In 1844 a new departure was taken by the establishment of the British Archæological Association, a body which was intended to take the same place with regard to archæology that the British Association occupied with regard to science, holding meetings in various parts of the country where there existed objects of specially archæological interest. It held its first meeting at Canterbury, under the presidency of Lord Albert Conyngham (afterwards Lord Londesborough), and arranged its work in four sections—primæval, mediæval, architectural, and historical. Before a second meeting could be held, violent dissensions arose, and the association split into two. In the result honours were divided between the two bodies, those who retained the leadership of Lord Albert retaining also the title of British Archæological Association; while those who had for their president the Marquis of Northampton retained the control of the Archæological Journal, and adopted the title of "Archæological Institute of Great Britain and Ireland," to which has since been prefixed the word "Royal." Both bodies still exist, though the causes of controversy have long died out.

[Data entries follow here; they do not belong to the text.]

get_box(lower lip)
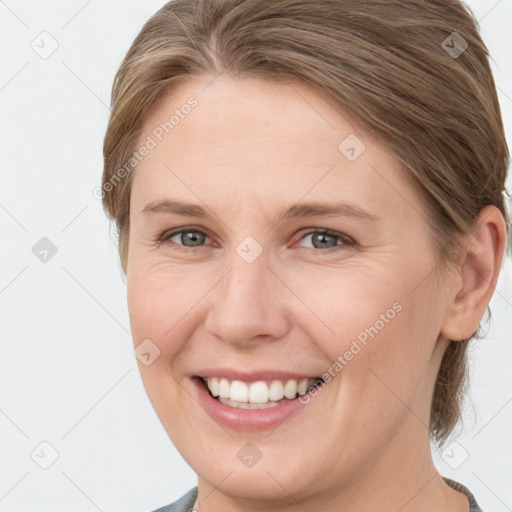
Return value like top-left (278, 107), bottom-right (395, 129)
top-left (192, 377), bottom-right (320, 431)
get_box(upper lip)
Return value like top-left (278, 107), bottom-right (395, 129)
top-left (196, 368), bottom-right (321, 382)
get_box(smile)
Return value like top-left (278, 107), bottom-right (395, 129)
top-left (202, 377), bottom-right (322, 409)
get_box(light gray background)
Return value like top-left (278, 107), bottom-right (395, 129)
top-left (0, 0), bottom-right (512, 512)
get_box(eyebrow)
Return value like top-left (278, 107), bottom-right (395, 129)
top-left (141, 199), bottom-right (381, 221)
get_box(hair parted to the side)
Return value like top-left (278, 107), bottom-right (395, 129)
top-left (102, 0), bottom-right (510, 445)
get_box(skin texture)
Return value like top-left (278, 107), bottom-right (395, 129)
top-left (127, 75), bottom-right (505, 512)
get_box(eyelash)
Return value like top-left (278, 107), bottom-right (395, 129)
top-left (158, 227), bottom-right (355, 254)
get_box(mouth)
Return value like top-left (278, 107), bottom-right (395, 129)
top-left (194, 375), bottom-right (325, 409)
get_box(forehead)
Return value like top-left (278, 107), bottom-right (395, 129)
top-left (133, 75), bottom-right (417, 220)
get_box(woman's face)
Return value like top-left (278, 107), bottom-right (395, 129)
top-left (127, 75), bottom-right (447, 503)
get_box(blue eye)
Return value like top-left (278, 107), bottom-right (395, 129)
top-left (294, 229), bottom-right (355, 253)
top-left (158, 227), bottom-right (355, 254)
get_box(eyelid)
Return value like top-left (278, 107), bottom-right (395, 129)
top-left (158, 226), bottom-right (356, 254)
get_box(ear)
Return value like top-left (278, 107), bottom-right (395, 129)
top-left (441, 205), bottom-right (507, 341)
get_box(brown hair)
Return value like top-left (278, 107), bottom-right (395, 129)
top-left (102, 0), bottom-right (510, 445)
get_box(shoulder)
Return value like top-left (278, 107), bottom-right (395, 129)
top-left (443, 476), bottom-right (483, 512)
top-left (149, 486), bottom-right (197, 512)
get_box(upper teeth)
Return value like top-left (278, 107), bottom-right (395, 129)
top-left (204, 377), bottom-right (317, 404)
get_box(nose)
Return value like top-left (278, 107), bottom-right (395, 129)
top-left (205, 254), bottom-right (291, 346)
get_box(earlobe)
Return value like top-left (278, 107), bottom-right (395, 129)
top-left (441, 205), bottom-right (507, 341)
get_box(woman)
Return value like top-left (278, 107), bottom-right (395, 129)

Shortly afterwards, County Archæological Societies in London and greater London began to be formed. In 1846 the Sussex Society, in 1853 the Essex Society, in 1854 the Surrey Society, in 1855 the London and Middlesex Society, and in 1857 the Kent Society were established. Each of these societies has published transactions and other works of solid value. In each the annual or more frequent excursion to places of archæological interest within the county is an essential feature, tending to the dissemination of knowledge and to the preservation of antiquities, and affording the advantages of social intercourse. Societies have also been established for the like purposes within more restricted areas, as in Hampstead, Battersea, Balham, Lewisham, Whitechapel, and elsewhere.

Of merely publishing societies, the Percy, the Camden, the Shakespeare, and the Arundel have run their course; but many others, as the Roxburgh, the Harleian, the New Palæographic, and the Palæontological still exist to delight their subscribers with the reproduction of rare works.

In this summary account of the principal Learned Societies of London it has not been possible to include many societies of great importance, such as the Colleges of Physicians and Surgeons, the numerous societies connected with other professional pursuits, the Linnæan, Zoological, Botanical, and other societies devoted to natural history; the Royal Astronomical Society, which has important public functions; the Royal Academy, and other institutions devoted to art. The roll of Learned Societies is being constantly increased. Among recent additions may be mentioned the British Academy for Historical Studies, and the Sociological Society.